Your self love and personal growth experience is as unique as a fingerprint. Because it’s based on the wounds you’ve picked up, the harsh words you’ve said to yourself, and the ways in which you have been taught to hate and reject yourself. This part of the journey is not linear nor is it exactly like anyone else’s. So beating yourself up for not valuing yourself, loving yourself and accepting yourself based on another woman’s timeline is the worst form of comparison. Don’t do it. You deserve better.
Now that we’ve covered all the ways we compare ourselves, let’s work on shifting our perspective so we can reduce the practice of comparing ourselves to other women.
Shifting Your Perspective: How Women Can Stop Comparing Themselves to Other Women
We usually compare ourselves because at our core we think there’s not enough good things to go around – not enough beauty, success, love, or happiness. This way of thinking makes us feel like we’re not good enough and always missing something.
To change this, we need to start thinking differently. We have to choose to believe there’s plenty of good things for everyone, and success and happiness aren’t limited. Here’s how we can do that:
Start your day by thinking about the good things in your life. It could be a small success or a kind gesture from another woman. This helps you see that you have plenty of good things.
Set Realistic Goals
Make goals that you can actually achieve and that mean something to you. These goals should show your values and dreams. This way, you can measure how successful you are without comparing yourself to others.
Be Kind to Yourself
Pay attention to how you talk to yourself. If you catch yourself being hard on yourself or comparing yourself to others, try to be kind to yourself instead. You’ll definitely notice a positive change in your life by building self-compassion habits.
Find Supportive Friends or A Supportive Community
Be around women who make you feel good about yourself. Talking to friends and mentors can help you stop comparing yourself to others.
| Related: How to Ask For Help When You Need It
Your Path to Success and Happiness is YOURS
The key takeaway is that your path to happiness and success is unique, valid and most importantly YOURS. No one can take it away from you. Comparing ourselves to others only distracts us from our authentic journey. It’s crucial to understand that our worth is not defined by how we measure up to others but by how we honor our truth by having the courage to live as we are; imperfect.
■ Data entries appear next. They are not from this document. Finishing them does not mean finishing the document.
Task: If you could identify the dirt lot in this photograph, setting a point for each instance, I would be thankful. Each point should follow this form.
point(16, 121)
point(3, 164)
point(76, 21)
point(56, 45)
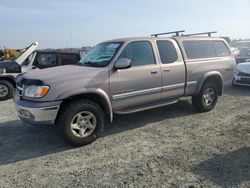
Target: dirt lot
point(167, 147)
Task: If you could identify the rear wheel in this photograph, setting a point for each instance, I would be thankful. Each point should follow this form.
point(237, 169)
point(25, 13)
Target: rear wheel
point(207, 98)
point(6, 90)
point(81, 122)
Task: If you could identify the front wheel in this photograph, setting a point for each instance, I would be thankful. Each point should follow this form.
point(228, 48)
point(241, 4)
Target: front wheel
point(6, 90)
point(207, 98)
point(80, 122)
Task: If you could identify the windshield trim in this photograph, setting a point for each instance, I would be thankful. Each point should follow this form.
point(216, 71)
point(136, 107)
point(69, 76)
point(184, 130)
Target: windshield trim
point(102, 66)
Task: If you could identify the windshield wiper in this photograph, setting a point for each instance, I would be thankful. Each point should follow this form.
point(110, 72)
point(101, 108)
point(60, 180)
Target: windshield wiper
point(91, 63)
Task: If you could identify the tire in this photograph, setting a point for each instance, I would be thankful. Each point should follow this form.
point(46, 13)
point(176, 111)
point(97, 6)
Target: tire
point(75, 125)
point(207, 98)
point(6, 90)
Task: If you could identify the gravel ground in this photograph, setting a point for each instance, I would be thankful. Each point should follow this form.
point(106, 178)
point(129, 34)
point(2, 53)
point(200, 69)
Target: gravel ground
point(166, 147)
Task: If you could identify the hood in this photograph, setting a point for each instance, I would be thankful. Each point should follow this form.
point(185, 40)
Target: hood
point(243, 67)
point(66, 72)
point(10, 67)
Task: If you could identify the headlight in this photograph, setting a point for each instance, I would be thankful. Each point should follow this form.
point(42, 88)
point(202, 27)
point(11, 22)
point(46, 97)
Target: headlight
point(36, 91)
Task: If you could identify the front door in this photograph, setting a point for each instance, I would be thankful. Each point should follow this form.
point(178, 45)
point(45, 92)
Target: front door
point(141, 83)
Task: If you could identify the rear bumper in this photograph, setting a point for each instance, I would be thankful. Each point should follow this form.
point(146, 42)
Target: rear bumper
point(37, 113)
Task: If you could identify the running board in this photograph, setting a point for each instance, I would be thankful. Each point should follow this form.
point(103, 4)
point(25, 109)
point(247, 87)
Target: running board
point(145, 107)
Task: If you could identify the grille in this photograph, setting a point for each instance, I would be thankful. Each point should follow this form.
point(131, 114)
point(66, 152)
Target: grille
point(19, 90)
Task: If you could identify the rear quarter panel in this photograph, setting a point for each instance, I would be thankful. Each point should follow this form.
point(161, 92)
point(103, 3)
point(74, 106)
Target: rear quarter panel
point(199, 69)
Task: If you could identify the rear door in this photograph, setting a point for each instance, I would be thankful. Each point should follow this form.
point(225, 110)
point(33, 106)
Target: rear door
point(141, 83)
point(173, 69)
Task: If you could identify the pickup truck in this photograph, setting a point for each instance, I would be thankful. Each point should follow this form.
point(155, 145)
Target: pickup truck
point(29, 60)
point(124, 76)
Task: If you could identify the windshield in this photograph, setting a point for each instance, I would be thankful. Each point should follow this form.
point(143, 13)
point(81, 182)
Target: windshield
point(101, 55)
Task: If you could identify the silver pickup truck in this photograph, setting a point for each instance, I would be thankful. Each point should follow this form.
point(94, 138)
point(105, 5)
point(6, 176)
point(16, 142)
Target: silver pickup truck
point(124, 76)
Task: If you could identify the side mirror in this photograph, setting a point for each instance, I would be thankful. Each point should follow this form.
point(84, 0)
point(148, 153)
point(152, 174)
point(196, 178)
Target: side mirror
point(122, 63)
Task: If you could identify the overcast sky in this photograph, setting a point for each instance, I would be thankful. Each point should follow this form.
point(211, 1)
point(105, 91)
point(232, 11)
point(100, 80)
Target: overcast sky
point(62, 23)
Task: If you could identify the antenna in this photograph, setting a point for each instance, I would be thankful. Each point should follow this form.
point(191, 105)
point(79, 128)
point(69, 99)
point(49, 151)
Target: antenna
point(177, 33)
point(204, 33)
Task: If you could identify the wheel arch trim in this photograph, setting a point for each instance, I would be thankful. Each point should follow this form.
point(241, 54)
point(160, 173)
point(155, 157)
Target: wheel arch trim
point(210, 75)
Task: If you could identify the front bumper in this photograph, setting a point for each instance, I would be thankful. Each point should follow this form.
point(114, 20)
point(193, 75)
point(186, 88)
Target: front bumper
point(37, 112)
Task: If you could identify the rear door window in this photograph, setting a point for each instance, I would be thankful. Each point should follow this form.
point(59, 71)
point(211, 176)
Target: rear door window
point(167, 51)
point(205, 49)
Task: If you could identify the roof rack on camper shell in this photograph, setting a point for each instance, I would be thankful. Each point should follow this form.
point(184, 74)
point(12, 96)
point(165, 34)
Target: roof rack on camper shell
point(204, 33)
point(180, 33)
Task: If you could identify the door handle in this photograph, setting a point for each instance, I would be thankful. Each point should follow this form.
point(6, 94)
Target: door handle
point(166, 69)
point(154, 71)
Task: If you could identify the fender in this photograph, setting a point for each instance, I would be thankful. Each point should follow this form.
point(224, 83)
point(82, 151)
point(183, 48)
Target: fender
point(10, 67)
point(206, 76)
point(97, 91)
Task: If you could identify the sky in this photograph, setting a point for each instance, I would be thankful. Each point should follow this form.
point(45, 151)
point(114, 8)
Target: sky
point(77, 23)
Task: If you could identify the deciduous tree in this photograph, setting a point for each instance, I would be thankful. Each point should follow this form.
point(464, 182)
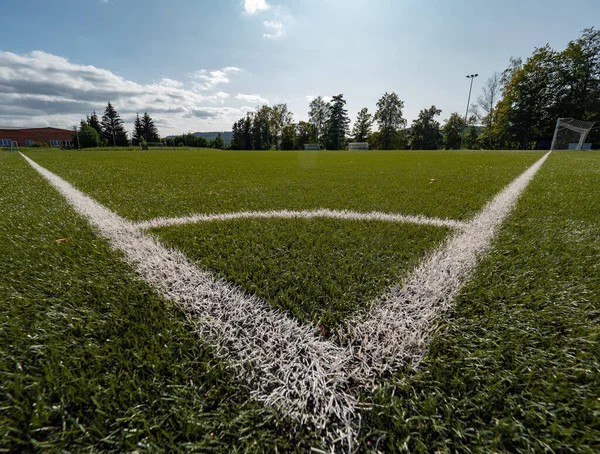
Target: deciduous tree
point(113, 131)
point(338, 124)
point(425, 131)
point(389, 118)
point(363, 125)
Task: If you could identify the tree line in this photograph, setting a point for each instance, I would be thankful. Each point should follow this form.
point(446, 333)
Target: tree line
point(517, 109)
point(110, 130)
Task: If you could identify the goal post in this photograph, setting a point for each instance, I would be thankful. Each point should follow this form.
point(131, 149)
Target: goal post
point(147, 145)
point(312, 147)
point(570, 134)
point(358, 146)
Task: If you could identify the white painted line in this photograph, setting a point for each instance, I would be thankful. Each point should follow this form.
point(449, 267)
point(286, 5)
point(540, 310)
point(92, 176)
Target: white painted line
point(397, 330)
point(287, 364)
point(290, 214)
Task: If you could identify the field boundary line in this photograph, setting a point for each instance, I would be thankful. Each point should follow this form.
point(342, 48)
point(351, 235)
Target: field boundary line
point(321, 213)
point(397, 329)
point(286, 363)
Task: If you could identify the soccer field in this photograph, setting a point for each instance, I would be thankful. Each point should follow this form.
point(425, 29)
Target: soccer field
point(280, 301)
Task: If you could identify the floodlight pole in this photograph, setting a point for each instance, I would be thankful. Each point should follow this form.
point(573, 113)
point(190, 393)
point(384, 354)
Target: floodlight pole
point(77, 133)
point(462, 139)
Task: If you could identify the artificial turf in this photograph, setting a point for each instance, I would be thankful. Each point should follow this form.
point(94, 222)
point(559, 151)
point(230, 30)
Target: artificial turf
point(320, 271)
point(515, 366)
point(92, 359)
point(142, 185)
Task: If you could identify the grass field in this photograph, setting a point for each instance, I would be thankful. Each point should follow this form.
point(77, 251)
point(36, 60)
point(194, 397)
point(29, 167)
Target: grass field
point(93, 358)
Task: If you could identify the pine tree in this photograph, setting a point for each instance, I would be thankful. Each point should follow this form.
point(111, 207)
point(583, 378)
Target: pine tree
point(95, 123)
point(138, 131)
point(113, 131)
point(150, 132)
point(219, 143)
point(362, 127)
point(338, 124)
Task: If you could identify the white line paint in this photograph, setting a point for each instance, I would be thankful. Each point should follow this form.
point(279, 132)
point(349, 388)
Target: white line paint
point(290, 368)
point(287, 364)
point(397, 330)
point(312, 214)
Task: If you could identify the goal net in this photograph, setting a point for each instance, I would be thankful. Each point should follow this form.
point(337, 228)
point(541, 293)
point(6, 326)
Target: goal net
point(145, 146)
point(570, 134)
point(358, 146)
point(312, 146)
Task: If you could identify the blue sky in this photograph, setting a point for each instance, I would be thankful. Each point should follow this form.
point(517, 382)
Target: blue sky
point(198, 65)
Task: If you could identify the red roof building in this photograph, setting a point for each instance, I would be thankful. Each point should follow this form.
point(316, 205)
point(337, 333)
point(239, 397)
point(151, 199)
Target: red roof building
point(25, 137)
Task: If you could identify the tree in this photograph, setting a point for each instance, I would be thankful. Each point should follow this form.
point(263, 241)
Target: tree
point(138, 131)
point(238, 141)
point(219, 143)
point(279, 117)
point(113, 131)
point(526, 111)
point(472, 136)
point(452, 131)
point(149, 130)
point(389, 118)
point(305, 133)
point(318, 115)
point(514, 64)
point(88, 137)
point(425, 131)
point(487, 102)
point(362, 127)
point(288, 137)
point(95, 123)
point(262, 137)
point(338, 124)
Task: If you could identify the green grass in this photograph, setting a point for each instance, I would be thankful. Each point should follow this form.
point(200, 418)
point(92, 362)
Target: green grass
point(93, 360)
point(319, 270)
point(142, 185)
point(516, 367)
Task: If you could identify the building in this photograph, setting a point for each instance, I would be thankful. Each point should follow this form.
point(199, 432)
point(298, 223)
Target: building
point(25, 137)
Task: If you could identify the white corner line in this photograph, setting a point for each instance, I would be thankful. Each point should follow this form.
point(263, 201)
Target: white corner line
point(397, 330)
point(306, 214)
point(287, 364)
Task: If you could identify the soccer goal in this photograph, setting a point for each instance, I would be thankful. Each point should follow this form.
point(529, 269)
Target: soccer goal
point(570, 134)
point(312, 147)
point(358, 146)
point(147, 145)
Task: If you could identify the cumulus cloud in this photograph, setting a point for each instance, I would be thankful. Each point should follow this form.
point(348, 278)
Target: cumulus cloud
point(275, 29)
point(213, 78)
point(254, 6)
point(309, 98)
point(252, 99)
point(39, 88)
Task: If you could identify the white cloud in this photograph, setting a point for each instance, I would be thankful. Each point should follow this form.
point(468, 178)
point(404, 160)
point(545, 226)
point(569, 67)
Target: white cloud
point(252, 99)
point(213, 78)
point(254, 6)
point(41, 89)
point(309, 98)
point(276, 29)
point(166, 82)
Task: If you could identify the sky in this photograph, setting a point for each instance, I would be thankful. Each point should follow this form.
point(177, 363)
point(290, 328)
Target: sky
point(199, 65)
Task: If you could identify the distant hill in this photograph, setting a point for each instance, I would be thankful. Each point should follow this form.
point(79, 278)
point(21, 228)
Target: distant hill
point(227, 136)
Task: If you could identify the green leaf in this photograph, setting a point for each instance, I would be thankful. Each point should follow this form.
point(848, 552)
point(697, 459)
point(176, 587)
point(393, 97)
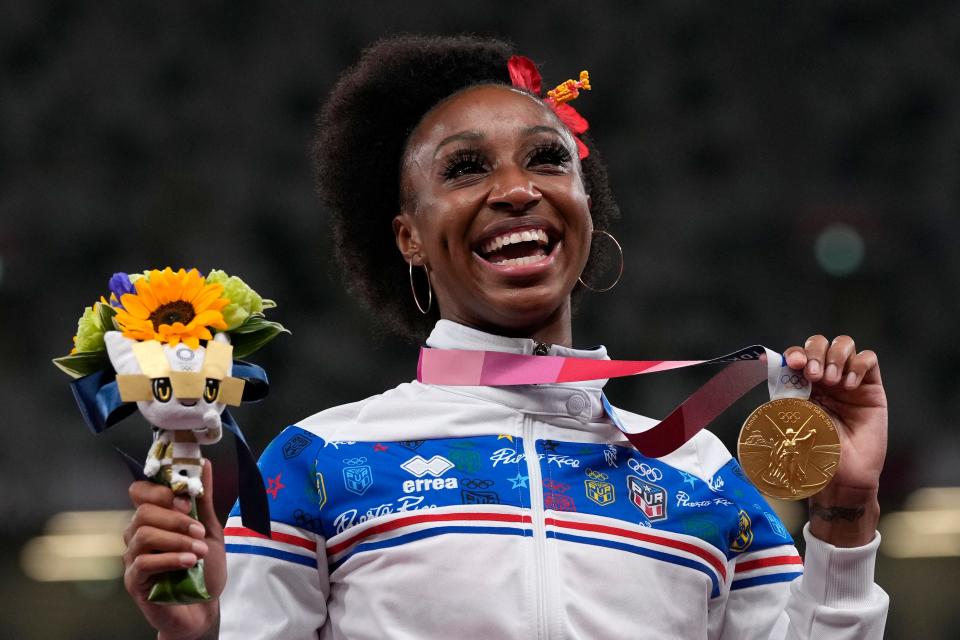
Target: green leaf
point(83, 363)
point(255, 335)
point(106, 317)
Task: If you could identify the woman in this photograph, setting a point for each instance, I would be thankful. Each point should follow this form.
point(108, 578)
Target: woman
point(512, 512)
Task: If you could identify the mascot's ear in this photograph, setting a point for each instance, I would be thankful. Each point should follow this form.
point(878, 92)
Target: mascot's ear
point(120, 350)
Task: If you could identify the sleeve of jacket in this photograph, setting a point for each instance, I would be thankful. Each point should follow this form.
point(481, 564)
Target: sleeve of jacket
point(278, 587)
point(836, 598)
point(829, 595)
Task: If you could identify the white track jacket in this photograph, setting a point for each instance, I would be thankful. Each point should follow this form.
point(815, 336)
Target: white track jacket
point(472, 513)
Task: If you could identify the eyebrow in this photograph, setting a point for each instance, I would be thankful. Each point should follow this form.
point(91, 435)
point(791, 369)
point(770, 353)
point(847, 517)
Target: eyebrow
point(463, 135)
point(474, 136)
point(529, 131)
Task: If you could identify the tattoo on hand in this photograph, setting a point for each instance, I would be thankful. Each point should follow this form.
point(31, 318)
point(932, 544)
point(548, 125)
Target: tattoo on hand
point(832, 514)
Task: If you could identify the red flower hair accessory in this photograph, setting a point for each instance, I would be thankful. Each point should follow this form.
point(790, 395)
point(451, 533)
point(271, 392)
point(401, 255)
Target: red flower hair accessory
point(524, 75)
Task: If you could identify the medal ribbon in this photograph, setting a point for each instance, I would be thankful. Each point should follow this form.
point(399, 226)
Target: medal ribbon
point(745, 369)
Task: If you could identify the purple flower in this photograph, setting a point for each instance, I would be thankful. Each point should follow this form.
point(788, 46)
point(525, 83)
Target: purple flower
point(119, 285)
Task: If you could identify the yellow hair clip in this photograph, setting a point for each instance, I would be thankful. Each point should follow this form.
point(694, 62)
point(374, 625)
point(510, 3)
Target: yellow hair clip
point(570, 90)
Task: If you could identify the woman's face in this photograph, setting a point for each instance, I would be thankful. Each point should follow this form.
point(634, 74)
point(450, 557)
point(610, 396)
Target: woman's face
point(496, 209)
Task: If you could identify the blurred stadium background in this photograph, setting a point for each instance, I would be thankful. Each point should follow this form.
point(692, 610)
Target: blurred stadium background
point(783, 168)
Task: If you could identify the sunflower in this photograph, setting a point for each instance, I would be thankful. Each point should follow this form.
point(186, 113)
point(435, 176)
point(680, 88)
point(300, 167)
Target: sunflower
point(172, 307)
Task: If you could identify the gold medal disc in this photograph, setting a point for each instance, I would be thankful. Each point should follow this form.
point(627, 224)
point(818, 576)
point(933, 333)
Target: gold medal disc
point(789, 448)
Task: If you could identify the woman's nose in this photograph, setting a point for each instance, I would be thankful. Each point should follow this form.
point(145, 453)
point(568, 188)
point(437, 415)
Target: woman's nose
point(514, 194)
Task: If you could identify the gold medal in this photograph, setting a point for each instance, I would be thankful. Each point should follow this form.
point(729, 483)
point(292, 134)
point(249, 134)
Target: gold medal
point(789, 448)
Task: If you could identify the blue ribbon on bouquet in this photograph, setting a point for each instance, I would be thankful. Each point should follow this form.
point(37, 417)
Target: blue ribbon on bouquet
point(100, 405)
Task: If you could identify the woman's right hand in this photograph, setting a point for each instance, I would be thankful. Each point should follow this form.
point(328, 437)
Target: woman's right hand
point(163, 537)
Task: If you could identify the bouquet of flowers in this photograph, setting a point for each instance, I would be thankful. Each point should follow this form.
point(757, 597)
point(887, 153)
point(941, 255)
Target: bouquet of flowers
point(167, 341)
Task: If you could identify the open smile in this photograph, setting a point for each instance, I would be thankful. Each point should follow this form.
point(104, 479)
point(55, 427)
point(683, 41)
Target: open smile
point(524, 245)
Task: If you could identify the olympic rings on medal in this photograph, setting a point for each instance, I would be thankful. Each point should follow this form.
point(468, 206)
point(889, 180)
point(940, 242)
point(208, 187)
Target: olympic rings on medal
point(789, 416)
point(794, 380)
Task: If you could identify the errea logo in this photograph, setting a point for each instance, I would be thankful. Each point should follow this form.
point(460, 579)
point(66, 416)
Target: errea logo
point(436, 467)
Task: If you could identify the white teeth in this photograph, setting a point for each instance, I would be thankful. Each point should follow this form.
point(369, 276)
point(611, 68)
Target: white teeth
point(512, 262)
point(532, 235)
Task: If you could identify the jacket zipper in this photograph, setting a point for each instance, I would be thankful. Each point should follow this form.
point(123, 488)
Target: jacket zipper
point(539, 529)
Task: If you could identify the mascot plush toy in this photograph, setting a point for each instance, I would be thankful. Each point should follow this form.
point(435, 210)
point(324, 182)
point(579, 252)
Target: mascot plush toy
point(165, 344)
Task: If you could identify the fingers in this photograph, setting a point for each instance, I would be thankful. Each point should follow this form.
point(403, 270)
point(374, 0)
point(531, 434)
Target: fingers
point(159, 539)
point(205, 511)
point(834, 362)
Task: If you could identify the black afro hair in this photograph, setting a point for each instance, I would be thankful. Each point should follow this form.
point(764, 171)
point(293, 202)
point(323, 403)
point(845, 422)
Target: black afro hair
point(361, 134)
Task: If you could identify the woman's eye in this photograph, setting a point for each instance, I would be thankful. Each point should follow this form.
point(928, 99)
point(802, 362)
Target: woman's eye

It’s crucial to understand that our worth is not defined by how we measure up to others but by how we honor our truth by having the courage to live as we are; imperfect.Arielle Davis
As women, we have the capacity to uplift and inspire each other. By supporting one another, we can collectively break free from comparison and walk a path of authenticity and self-acceptance.
So let’s take this newfound perspective and celebrate the incredible women we are, appreciating that our unique qualities and imperfections are the very essence of what makes us remarkable. Together, we can build a world where women are honest about our internal struggles while empowering each other to be the best versions of themselves.